Neural Networks from First Principles
This research project is about building reliable intuition for how neural networks actually work, beyond the abstractions of modern ML tooling.
It directly informs how I design and debug production AI systems, especially in safety- and reliability-sensitive domains.
Context
While building systems that rely on machine learning, I found that most tooling abstracts away the underlying mechanics.
To make better decisions in production systems—particularly in areas like medical imaging and LLM-driven workflows—I wanted a direct understanding of how these models behave at a fundamental level.
This led to a series of first-principles implementations, derived directly from underlying mathematical formulations rather than existing libraries or reference implementations.
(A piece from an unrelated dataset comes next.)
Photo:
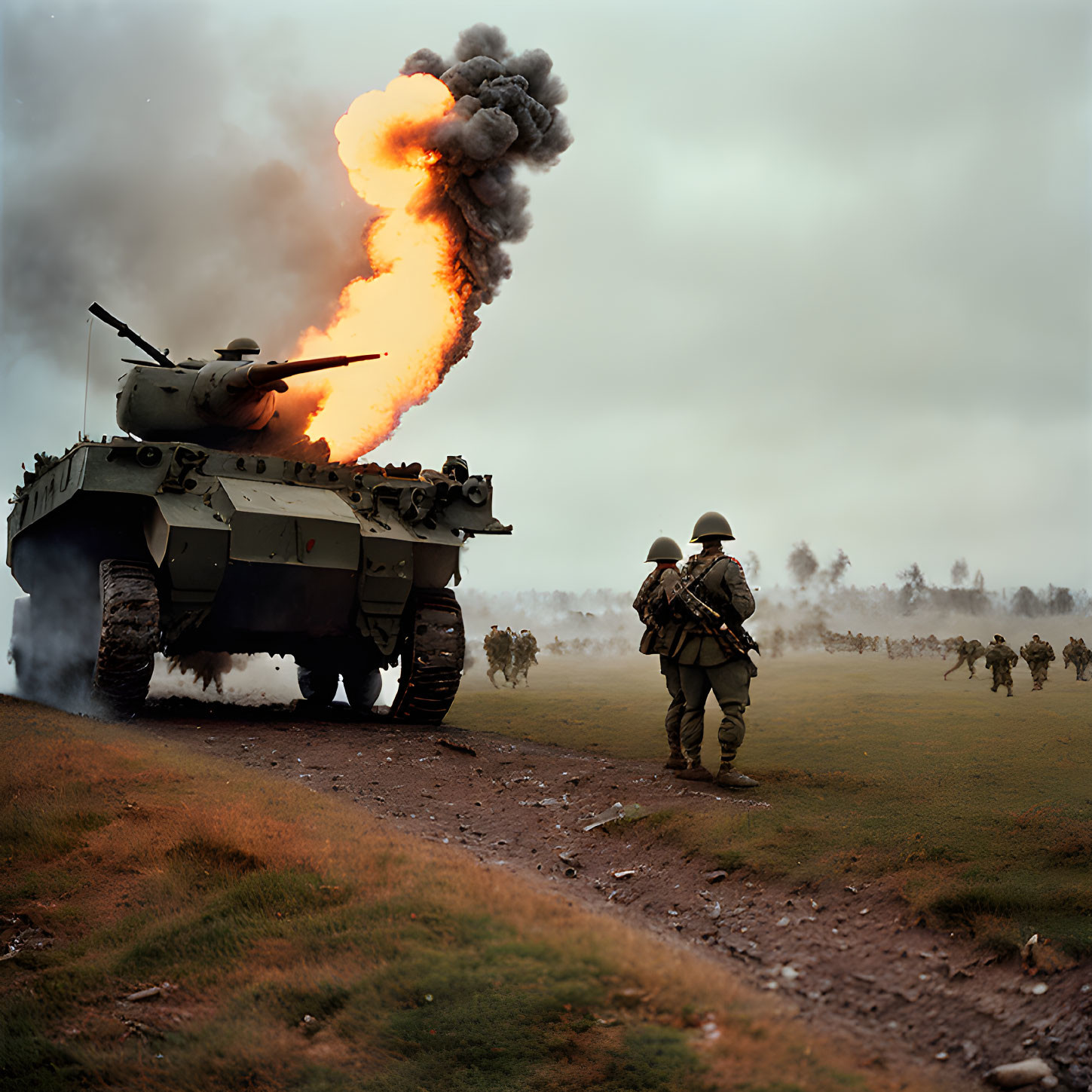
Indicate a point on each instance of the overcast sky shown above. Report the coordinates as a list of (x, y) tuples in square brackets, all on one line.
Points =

From-Scratch Implementation
Implemented a fully functioning neural network from scratch in TypeScript, including manual backpropagation and gradient descent—without external libraries or guided implementations.
What Was Built
- From-scratch neural network: Implemented forward and backward propagation using only core language features
- Backpropagation by hand: Derived and implemented gradient calculations directly from calculus
- Training system: Built a complete training loop with loss functions and optimization
- First-principles derivation: Implemented directly from mathematical definitions, without relying on existing implementations
- TypeScript environment: Developed entirely outside the typical Python/ML ecosystem
The focus was correctness and understanding, not abstraction or convenience.
Key Insights
Building these systems from first principles led to a clearer understanding of:
- Gradient flow: How learning signals propagate through a network and where they degrade
- Model behavior: Why models converge, fail to converge, or behave unpredictably
- Architecture tradeoffs: How structural decisions impact stability and performance
- Failure modes: Where higher-level abstractions can obscure critical issues
This perspective carries over directly into applied work with large language models and domain-specific AI systems.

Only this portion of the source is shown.